• I didn’t like yesterday (A rant)

    So, yesterday at school. We went to a college in Mesquite and I was really upset and mad at what this girl said about me. I didn’t like how the teachers laughed and it really hurt my feelings. I didn’t like how she talked about it in front of everyone. I also had a bad feeling about one of the teachers who did that dance class. I thought she would make fun of me as well, that’s why I just waved at her and didn’t say anything. I didn’t like how that main lady just laughed. I liked nothing about the college other than the potential writing classes that they have there. I was really mad about yesterday and really pissed.
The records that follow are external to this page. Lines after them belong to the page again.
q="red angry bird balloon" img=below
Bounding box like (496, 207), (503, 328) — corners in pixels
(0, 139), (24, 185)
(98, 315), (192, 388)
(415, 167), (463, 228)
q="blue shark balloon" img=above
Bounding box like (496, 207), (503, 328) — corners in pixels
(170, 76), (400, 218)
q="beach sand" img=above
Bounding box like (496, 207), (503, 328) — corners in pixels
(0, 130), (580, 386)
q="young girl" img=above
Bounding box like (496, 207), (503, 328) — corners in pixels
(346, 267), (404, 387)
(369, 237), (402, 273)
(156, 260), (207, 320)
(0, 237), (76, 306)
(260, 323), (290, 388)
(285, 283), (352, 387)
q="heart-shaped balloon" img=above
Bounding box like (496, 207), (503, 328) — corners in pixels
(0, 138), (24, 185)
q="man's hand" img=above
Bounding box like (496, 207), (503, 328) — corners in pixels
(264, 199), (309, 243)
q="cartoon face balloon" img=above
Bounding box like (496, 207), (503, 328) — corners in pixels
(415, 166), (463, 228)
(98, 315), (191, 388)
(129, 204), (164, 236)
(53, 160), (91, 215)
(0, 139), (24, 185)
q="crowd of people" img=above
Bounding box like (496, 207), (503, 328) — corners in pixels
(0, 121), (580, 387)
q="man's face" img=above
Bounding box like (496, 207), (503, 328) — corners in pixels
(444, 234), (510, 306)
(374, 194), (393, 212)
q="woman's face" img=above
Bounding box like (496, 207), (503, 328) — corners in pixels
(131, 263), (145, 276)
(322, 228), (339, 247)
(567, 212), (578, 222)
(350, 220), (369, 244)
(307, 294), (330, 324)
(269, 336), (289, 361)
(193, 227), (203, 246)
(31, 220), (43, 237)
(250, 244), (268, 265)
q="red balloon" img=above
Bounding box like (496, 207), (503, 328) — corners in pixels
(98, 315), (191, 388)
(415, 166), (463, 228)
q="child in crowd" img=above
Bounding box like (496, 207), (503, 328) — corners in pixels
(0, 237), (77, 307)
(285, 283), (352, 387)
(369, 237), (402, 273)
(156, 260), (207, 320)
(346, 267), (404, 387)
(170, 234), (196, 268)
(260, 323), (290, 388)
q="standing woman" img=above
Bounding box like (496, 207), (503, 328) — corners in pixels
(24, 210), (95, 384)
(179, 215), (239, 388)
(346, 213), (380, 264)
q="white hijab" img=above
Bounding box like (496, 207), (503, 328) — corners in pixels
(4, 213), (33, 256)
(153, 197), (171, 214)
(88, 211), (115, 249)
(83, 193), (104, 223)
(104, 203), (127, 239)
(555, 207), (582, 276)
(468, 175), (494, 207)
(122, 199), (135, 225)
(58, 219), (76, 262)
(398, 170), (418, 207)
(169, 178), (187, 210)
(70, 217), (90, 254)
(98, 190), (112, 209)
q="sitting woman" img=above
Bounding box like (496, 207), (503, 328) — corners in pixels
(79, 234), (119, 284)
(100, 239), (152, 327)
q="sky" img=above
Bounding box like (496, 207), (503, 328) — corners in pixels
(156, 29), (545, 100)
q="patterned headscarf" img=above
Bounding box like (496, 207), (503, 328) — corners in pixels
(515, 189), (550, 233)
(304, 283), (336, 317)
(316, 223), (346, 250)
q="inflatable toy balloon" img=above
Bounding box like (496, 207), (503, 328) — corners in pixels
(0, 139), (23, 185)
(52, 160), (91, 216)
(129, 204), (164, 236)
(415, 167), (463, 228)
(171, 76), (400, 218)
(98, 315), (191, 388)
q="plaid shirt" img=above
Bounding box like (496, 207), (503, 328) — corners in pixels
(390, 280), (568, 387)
  • T-pop vs K-pop: The Rising Contender comparison

    T Pop is basically Thai Pop and it’s from Thailand and K Pop is Korean Pop, it’s from South Korea. T Pop features catchy hooks featuring Thai and English lyrics. K Pop sort of does that but with Korean and English lyrics. The main difference is the training process which K Pop requires a 2-7 years. Whereas T Pop has the same exact model, but it’s less restrictive and more people are individually grow into their careers. K Pop groups that I love are BTS, Stray Kids, TXT, Enhypen (even though I’m mad that one of the members left), Seventeen, NCT, and all the boy groups. I listen to some girl groups, but not many. T Pop groups/ singers that I like are BUS and Jeff Satur.

  • What I did yesterday while it was raining

    I watched some YouTube videos on K Pop reaction channels and I hung out with my mom, we watched High Potential. I don’t really watch crime shows besides FBI and that’s it. I mostly watch thrillers and horror movies/ shows. I wasn’t even paying attention. It was raining kind of hard which made me a bit scared. But I think I’m slowly getting over my fear like I did last year. It was relaxing watching videos while it was raining. When my mom texted me to come to her room, I was like “I’m fine, like I don’t fear the rain anymore.”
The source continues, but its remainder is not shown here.